De welzijnseconomie: waar vrije tijd mogelijk wordt
De economische grondslag van het goede leven
Beste mensen,
Vandaag maak ik mijn triptiek over vrije tijd in een duurzame samenleving af. We hebben gezien hoe vrije tijd goed leven en duurzaamheid mogelijk maakt en dat duurzaamheid op zijn beurt het leven ook weer beter maakt.
Maar wat maakt vrije tijd mogelijk?
Vrije tijd is namelijk wel leuk en aardig, maar als meer vrije tijd minder werktijd en dus minder inkomen betekent, zitten daar veel mensen natuurlijk niet op te wachten. Dus de minimum basic income question voor vandaag is: wat zijn de mogelijkheidsvoorwaarden voor meer vrije tijd – oftewel, voor een kortere werkweek?

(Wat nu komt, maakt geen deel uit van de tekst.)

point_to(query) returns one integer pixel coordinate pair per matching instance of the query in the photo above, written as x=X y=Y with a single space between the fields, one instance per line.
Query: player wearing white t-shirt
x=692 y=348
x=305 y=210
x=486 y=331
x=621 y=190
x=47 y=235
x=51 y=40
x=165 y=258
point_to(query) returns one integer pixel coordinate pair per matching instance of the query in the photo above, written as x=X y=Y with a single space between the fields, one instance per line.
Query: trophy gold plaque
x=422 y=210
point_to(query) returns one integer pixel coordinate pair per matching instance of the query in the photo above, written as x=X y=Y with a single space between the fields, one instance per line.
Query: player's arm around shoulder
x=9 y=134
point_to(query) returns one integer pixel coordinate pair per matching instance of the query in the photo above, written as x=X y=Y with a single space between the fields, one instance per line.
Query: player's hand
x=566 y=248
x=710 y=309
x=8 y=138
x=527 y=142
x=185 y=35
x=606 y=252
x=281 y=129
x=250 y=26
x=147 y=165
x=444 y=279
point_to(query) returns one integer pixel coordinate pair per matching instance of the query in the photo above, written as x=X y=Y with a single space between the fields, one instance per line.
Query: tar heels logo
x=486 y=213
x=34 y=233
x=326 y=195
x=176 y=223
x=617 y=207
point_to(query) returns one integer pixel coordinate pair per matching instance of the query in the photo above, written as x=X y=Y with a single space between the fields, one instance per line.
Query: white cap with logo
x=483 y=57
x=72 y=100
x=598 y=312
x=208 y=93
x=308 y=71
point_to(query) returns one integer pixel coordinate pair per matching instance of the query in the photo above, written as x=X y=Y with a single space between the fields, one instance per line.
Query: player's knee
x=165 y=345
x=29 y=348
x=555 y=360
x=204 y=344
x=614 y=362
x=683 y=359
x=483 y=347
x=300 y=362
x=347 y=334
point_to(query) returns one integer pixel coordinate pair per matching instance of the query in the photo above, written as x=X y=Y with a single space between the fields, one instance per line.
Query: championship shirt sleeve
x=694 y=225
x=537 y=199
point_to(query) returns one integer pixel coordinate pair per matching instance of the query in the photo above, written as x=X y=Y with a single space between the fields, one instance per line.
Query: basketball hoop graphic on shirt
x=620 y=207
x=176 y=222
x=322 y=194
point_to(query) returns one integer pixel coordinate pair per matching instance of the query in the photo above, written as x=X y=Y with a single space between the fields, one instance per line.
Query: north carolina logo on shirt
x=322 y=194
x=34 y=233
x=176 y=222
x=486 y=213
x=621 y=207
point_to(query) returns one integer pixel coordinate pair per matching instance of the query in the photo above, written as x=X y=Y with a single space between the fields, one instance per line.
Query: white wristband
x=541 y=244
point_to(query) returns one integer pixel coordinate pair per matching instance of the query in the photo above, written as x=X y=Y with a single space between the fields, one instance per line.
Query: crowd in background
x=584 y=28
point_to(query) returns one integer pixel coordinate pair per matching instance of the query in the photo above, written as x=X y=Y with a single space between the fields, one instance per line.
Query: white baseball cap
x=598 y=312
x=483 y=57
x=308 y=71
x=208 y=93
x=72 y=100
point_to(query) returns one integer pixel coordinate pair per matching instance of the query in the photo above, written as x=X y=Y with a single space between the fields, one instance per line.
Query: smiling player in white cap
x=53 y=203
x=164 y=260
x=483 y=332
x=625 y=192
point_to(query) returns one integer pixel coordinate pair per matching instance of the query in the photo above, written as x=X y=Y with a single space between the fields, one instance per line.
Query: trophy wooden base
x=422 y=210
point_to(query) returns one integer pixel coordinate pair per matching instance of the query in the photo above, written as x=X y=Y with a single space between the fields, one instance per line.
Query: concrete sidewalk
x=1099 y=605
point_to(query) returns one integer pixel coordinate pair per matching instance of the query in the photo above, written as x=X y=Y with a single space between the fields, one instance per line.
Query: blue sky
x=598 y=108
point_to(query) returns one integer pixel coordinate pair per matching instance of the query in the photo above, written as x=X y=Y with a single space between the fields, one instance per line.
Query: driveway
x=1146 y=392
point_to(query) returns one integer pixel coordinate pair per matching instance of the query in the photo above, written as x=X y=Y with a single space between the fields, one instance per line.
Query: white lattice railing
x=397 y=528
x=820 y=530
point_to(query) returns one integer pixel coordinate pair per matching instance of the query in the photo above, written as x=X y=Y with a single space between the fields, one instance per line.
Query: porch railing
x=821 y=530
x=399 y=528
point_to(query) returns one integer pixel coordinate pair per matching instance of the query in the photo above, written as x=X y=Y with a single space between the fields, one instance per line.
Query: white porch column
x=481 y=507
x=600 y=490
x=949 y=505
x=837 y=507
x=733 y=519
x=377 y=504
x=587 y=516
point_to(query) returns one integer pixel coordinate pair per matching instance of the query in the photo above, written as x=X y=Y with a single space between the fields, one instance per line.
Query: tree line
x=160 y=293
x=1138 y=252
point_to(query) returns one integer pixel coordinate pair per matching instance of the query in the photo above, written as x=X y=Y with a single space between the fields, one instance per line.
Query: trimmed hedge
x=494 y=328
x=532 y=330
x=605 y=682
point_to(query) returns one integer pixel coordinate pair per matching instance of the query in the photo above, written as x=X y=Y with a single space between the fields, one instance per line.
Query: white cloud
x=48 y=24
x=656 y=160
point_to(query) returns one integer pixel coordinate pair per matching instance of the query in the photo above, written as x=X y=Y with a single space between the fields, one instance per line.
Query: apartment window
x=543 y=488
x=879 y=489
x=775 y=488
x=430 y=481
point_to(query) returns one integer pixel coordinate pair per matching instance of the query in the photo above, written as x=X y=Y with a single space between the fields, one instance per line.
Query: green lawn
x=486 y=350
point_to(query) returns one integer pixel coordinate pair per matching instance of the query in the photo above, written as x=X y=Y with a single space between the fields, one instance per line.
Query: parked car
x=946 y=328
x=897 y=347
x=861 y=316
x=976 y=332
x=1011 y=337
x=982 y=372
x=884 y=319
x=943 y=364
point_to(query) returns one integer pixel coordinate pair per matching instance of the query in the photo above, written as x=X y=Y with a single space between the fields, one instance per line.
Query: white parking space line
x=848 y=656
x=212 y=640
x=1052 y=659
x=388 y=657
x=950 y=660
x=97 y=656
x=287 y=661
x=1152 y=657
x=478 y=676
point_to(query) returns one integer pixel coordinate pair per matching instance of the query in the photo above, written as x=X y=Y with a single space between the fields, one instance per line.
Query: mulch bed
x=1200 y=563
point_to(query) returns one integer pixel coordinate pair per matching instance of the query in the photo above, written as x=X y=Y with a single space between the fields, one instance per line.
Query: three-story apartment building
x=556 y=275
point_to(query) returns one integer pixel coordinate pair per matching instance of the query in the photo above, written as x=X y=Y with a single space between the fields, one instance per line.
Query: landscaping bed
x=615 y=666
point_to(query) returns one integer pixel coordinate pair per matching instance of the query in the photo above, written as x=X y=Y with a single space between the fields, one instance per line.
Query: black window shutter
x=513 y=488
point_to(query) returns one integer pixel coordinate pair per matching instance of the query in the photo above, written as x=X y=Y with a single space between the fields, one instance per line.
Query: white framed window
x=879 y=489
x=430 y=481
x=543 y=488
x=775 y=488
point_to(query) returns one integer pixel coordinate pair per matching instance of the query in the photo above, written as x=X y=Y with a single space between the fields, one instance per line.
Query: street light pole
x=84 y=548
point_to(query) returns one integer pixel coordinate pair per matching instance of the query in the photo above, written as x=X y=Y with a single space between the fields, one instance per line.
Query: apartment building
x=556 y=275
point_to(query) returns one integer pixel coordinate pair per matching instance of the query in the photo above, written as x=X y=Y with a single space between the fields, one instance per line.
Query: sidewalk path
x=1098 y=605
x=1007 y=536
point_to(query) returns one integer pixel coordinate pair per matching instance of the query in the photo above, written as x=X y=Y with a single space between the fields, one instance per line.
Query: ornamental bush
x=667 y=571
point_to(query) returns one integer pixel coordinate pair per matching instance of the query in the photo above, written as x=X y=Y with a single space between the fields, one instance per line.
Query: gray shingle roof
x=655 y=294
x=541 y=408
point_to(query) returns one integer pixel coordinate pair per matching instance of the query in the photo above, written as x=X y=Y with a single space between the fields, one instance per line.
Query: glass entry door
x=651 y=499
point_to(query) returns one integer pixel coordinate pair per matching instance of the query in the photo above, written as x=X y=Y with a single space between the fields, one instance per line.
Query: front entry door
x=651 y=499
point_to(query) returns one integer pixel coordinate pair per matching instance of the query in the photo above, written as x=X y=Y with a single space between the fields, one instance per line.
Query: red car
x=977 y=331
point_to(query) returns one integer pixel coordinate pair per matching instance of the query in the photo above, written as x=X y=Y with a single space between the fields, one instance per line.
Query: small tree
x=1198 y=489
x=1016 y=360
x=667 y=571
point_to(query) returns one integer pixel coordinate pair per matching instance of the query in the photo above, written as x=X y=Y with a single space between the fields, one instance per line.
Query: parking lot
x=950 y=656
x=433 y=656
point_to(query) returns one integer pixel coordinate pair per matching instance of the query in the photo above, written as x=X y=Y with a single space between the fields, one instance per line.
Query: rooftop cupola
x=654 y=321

Hoe zou je een samenleving kunnen vormgeven waarin mensen minder werken zonder dat het water hen meteen naar de lippen kruipt?
Welkom terug bij het goede leven allemaal 🌅. Naast deze vraag heb ik ook nog een ‘huishoudelijke’ aankondiging op de agenda staan – die komt op het einde.
Behoud van koopkracht
Wat we dus willen is dat mensen minder kunnen werken, zonder dat ze er – effectief – op achteruit gaan. Dat kan op drie manieren:
Het uurloon kan omhoog
(Essentiele) levenskosten gaan omlaag
Belastingdruk wordt verlicht
Deze onderwerpen worden snel erg technisch wordt en ik heb er (daarom) ook maar beperkt verstand van. Hele nieuwsbrieven kunnen er mee gevuld worden 🎉🎉! Voor vandaag ga ik er echter net genoeg over zeggen om de volgende basale boodschap over te brengen: er is best veel ruimte om potentiële inkomensterugval te voorkomen.
Hoger uurloon
Werknemers zijn er relatief gezien op achteruit gegaan in de afgelopen 4 decennia. Het plaatje is niet zo sterk te zijn als bijvoorbeeld in de VS, maar het plaatje is er wel degelijk. Simpel gezegd: we hebben wel economische groei gezien, maar inkomens zijn gestagneerd. Oftewel, van al die nieuw gecreëerde rijkdom in het land gaat er het meeste niet naar de ‘hardwerkende Nederlander’.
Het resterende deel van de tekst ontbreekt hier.